After the title track and the highly experimental “We Just Stopped Breathing” comes the album’s late highlight, “Monsters.” It is easily the most rocking song on Souvenirs, with Anneke and the band finally releasing some of the tension that drives many songs on the album. This song is definitely the heaviest number here, but is also lighter than a lot of music one can find on any earlier Gathering album. What also sets it apart from the other tracks on Souvenirs is that it is easily one of the catchiest songs the band has ever recorded, as the lines “if you come closer; I’ll show you how it feels” strike the listener during the song and then stick with them long after it is over.
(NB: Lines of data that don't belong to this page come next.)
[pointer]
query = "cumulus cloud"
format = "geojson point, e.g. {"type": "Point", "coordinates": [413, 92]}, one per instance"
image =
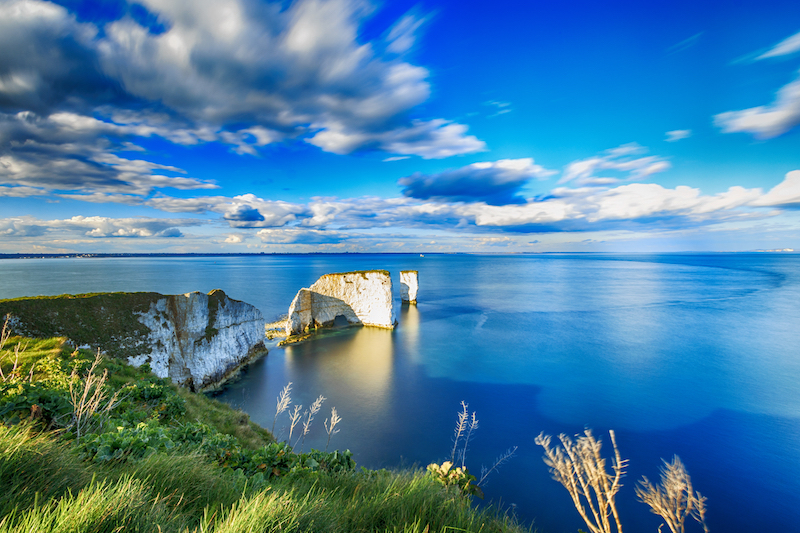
{"type": "Point", "coordinates": [623, 162]}
{"type": "Point", "coordinates": [235, 238]}
{"type": "Point", "coordinates": [788, 46]}
{"type": "Point", "coordinates": [677, 135]}
{"type": "Point", "coordinates": [300, 236]}
{"type": "Point", "coordinates": [97, 227]}
{"type": "Point", "coordinates": [433, 139]}
{"type": "Point", "coordinates": [403, 34]}
{"type": "Point", "coordinates": [245, 73]}
{"type": "Point", "coordinates": [501, 108]}
{"type": "Point", "coordinates": [765, 122]}
{"type": "Point", "coordinates": [497, 183]}
{"type": "Point", "coordinates": [244, 211]}
{"type": "Point", "coordinates": [70, 152]}
{"type": "Point", "coordinates": [784, 194]}
{"type": "Point", "coordinates": [777, 118]}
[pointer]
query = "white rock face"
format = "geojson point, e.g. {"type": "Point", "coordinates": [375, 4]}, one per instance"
{"type": "Point", "coordinates": [409, 283]}
{"type": "Point", "coordinates": [362, 298]}
{"type": "Point", "coordinates": [198, 339]}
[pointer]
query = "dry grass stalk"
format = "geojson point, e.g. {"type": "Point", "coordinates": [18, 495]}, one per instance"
{"type": "Point", "coordinates": [87, 397]}
{"type": "Point", "coordinates": [13, 374]}
{"type": "Point", "coordinates": [461, 427]}
{"type": "Point", "coordinates": [466, 424]}
{"type": "Point", "coordinates": [674, 499]}
{"type": "Point", "coordinates": [309, 415]}
{"type": "Point", "coordinates": [284, 400]}
{"type": "Point", "coordinates": [581, 469]}
{"type": "Point", "coordinates": [335, 419]}
{"type": "Point", "coordinates": [294, 419]}
{"type": "Point", "coordinates": [508, 454]}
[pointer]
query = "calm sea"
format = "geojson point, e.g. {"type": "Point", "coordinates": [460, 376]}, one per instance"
{"type": "Point", "coordinates": [696, 355]}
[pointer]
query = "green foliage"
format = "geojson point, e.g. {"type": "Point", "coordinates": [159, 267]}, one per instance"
{"type": "Point", "coordinates": [104, 320]}
{"type": "Point", "coordinates": [32, 401]}
{"type": "Point", "coordinates": [174, 461]}
{"type": "Point", "coordinates": [127, 442]}
{"type": "Point", "coordinates": [458, 477]}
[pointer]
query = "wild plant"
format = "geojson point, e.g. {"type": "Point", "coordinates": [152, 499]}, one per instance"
{"type": "Point", "coordinates": [502, 458]}
{"type": "Point", "coordinates": [88, 399]}
{"type": "Point", "coordinates": [674, 498]}
{"type": "Point", "coordinates": [447, 475]}
{"type": "Point", "coordinates": [335, 419]}
{"type": "Point", "coordinates": [581, 469]}
{"type": "Point", "coordinates": [309, 415]}
{"type": "Point", "coordinates": [284, 400]}
{"type": "Point", "coordinates": [294, 419]}
{"type": "Point", "coordinates": [465, 425]}
{"type": "Point", "coordinates": [13, 374]}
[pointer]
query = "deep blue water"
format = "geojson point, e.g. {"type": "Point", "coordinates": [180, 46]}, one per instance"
{"type": "Point", "coordinates": [695, 355]}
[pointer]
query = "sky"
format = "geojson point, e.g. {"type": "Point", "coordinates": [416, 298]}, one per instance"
{"type": "Point", "coordinates": [249, 126]}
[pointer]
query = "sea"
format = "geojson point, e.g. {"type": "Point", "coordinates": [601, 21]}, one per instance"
{"type": "Point", "coordinates": [689, 355]}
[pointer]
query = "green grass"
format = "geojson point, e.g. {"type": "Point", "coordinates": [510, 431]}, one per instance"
{"type": "Point", "coordinates": [104, 320]}
{"type": "Point", "coordinates": [225, 419]}
{"type": "Point", "coordinates": [50, 482]}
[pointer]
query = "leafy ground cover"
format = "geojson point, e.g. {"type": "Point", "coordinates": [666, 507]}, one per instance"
{"type": "Point", "coordinates": [157, 458]}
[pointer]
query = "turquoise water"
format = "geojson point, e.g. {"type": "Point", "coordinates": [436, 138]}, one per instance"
{"type": "Point", "coordinates": [695, 355]}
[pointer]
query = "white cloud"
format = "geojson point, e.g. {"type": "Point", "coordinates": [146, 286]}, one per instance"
{"type": "Point", "coordinates": [70, 153]}
{"type": "Point", "coordinates": [788, 46]}
{"type": "Point", "coordinates": [241, 72]}
{"type": "Point", "coordinates": [619, 160]}
{"type": "Point", "coordinates": [403, 34]}
{"type": "Point", "coordinates": [765, 122]}
{"type": "Point", "coordinates": [434, 139]}
{"type": "Point", "coordinates": [97, 227]}
{"type": "Point", "coordinates": [784, 194]}
{"type": "Point", "coordinates": [235, 238]}
{"type": "Point", "coordinates": [244, 211]}
{"type": "Point", "coordinates": [677, 135]}
{"type": "Point", "coordinates": [495, 182]}
{"type": "Point", "coordinates": [300, 236]}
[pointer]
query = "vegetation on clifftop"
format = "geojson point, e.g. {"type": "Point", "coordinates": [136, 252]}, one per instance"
{"type": "Point", "coordinates": [164, 459]}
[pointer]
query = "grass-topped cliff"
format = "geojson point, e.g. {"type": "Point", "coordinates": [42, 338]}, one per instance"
{"type": "Point", "coordinates": [136, 453]}
{"type": "Point", "coordinates": [104, 320]}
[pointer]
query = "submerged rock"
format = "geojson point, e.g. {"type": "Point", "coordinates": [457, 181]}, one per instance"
{"type": "Point", "coordinates": [355, 298]}
{"type": "Point", "coordinates": [409, 283]}
{"type": "Point", "coordinates": [199, 340]}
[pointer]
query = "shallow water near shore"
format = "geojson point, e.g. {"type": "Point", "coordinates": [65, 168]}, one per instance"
{"type": "Point", "coordinates": [696, 355]}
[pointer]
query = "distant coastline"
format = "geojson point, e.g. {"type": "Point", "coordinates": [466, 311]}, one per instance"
{"type": "Point", "coordinates": [232, 254]}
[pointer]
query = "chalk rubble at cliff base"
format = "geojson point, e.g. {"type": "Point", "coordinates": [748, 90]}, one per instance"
{"type": "Point", "coordinates": [409, 283]}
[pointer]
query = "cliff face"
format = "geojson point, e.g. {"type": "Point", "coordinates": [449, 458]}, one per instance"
{"type": "Point", "coordinates": [198, 340]}
{"type": "Point", "coordinates": [409, 283]}
{"type": "Point", "coordinates": [361, 298]}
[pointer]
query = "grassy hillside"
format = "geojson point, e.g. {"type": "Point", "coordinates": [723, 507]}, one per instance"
{"type": "Point", "coordinates": [162, 459]}
{"type": "Point", "coordinates": [104, 320]}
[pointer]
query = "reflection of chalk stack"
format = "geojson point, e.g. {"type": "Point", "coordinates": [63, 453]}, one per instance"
{"type": "Point", "coordinates": [409, 283]}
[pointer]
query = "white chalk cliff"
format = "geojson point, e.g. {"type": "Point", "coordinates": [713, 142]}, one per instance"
{"type": "Point", "coordinates": [362, 298]}
{"type": "Point", "coordinates": [409, 283]}
{"type": "Point", "coordinates": [198, 340]}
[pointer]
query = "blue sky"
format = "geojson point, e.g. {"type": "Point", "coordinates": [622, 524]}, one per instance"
{"type": "Point", "coordinates": [344, 125]}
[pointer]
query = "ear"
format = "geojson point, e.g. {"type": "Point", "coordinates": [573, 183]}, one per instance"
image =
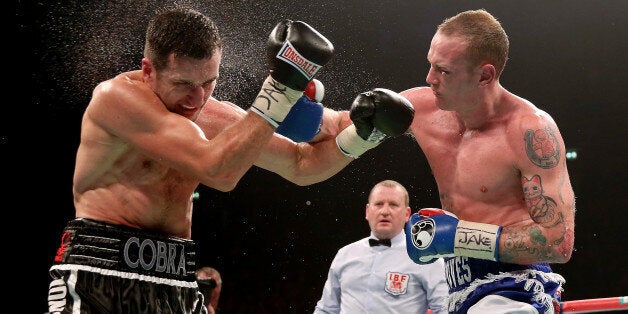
{"type": "Point", "coordinates": [487, 74]}
{"type": "Point", "coordinates": [147, 69]}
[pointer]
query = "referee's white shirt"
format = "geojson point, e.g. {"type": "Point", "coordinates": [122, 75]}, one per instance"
{"type": "Point", "coordinates": [381, 279]}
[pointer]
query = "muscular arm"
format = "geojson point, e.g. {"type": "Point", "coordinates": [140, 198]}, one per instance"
{"type": "Point", "coordinates": [548, 236]}
{"type": "Point", "coordinates": [300, 163]}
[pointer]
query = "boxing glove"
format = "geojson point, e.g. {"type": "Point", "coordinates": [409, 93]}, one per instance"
{"type": "Point", "coordinates": [296, 52]}
{"type": "Point", "coordinates": [304, 120]}
{"type": "Point", "coordinates": [433, 233]}
{"type": "Point", "coordinates": [376, 115]}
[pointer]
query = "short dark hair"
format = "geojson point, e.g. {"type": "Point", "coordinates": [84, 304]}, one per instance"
{"type": "Point", "coordinates": [182, 31]}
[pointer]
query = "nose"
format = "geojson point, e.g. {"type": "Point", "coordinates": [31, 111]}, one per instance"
{"type": "Point", "coordinates": [430, 79]}
{"type": "Point", "coordinates": [385, 210]}
{"type": "Point", "coordinates": [197, 96]}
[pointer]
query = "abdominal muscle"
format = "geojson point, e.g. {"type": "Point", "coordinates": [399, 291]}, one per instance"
{"type": "Point", "coordinates": [130, 189]}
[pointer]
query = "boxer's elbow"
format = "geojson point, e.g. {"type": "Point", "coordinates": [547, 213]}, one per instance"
{"type": "Point", "coordinates": [224, 181]}
{"type": "Point", "coordinates": [564, 249]}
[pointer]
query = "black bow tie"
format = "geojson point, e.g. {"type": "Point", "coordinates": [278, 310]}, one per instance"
{"type": "Point", "coordinates": [375, 242]}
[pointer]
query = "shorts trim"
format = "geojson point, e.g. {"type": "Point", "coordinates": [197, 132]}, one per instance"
{"type": "Point", "coordinates": [125, 275]}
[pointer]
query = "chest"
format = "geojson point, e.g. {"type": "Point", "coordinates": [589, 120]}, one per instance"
{"type": "Point", "coordinates": [479, 165]}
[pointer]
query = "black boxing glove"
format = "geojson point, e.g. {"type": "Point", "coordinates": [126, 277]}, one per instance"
{"type": "Point", "coordinates": [376, 115]}
{"type": "Point", "coordinates": [296, 52]}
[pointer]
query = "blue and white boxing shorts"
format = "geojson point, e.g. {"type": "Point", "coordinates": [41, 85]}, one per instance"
{"type": "Point", "coordinates": [481, 286]}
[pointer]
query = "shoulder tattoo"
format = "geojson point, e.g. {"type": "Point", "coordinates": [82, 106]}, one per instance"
{"type": "Point", "coordinates": [542, 147]}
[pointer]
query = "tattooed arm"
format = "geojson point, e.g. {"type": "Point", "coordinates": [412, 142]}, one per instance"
{"type": "Point", "coordinates": [549, 198]}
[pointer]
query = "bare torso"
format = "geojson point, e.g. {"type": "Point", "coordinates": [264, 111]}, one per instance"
{"type": "Point", "coordinates": [117, 183]}
{"type": "Point", "coordinates": [477, 171]}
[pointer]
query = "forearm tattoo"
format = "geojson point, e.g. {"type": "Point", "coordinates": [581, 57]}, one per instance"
{"type": "Point", "coordinates": [542, 147]}
{"type": "Point", "coordinates": [542, 210]}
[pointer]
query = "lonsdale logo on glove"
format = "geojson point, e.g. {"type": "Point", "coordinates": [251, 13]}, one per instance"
{"type": "Point", "coordinates": [291, 56]}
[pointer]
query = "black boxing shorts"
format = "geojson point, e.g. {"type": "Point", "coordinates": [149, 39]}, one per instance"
{"type": "Point", "coordinates": [106, 268]}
Following “Monsters” are “Golden Grounds” and “Jelena,” similar in that both songs are slow, dark, and almost industrial in sound. Following them is the closer, “A Life All Mine,” which is almost startling as the vocals enter with a male voice singing along with Anneke. This is the voice of Garm, who is the vocalist of the experimental Norwegian band Ulver
. The duet takes a few listens to get used to, but it works once you get over how out of place it seems, even if it is not an entirely satisfying conclusion to such a fine album.
Now that Anneke has left the band, this may end up being The Gathering’s last great moment, but it’s pretty damn excellent. It is not quite as good as some of their preceding albums overall, but at the same time it also provides a different experience than those albums do, which is maybe why The Gathering is such a good band: they have music for almost any mood. So if you’re not in the mood to rock out and you just want to listen to some chill, yet chilling music, Souvenirs should definitely be one of the album’s you grab.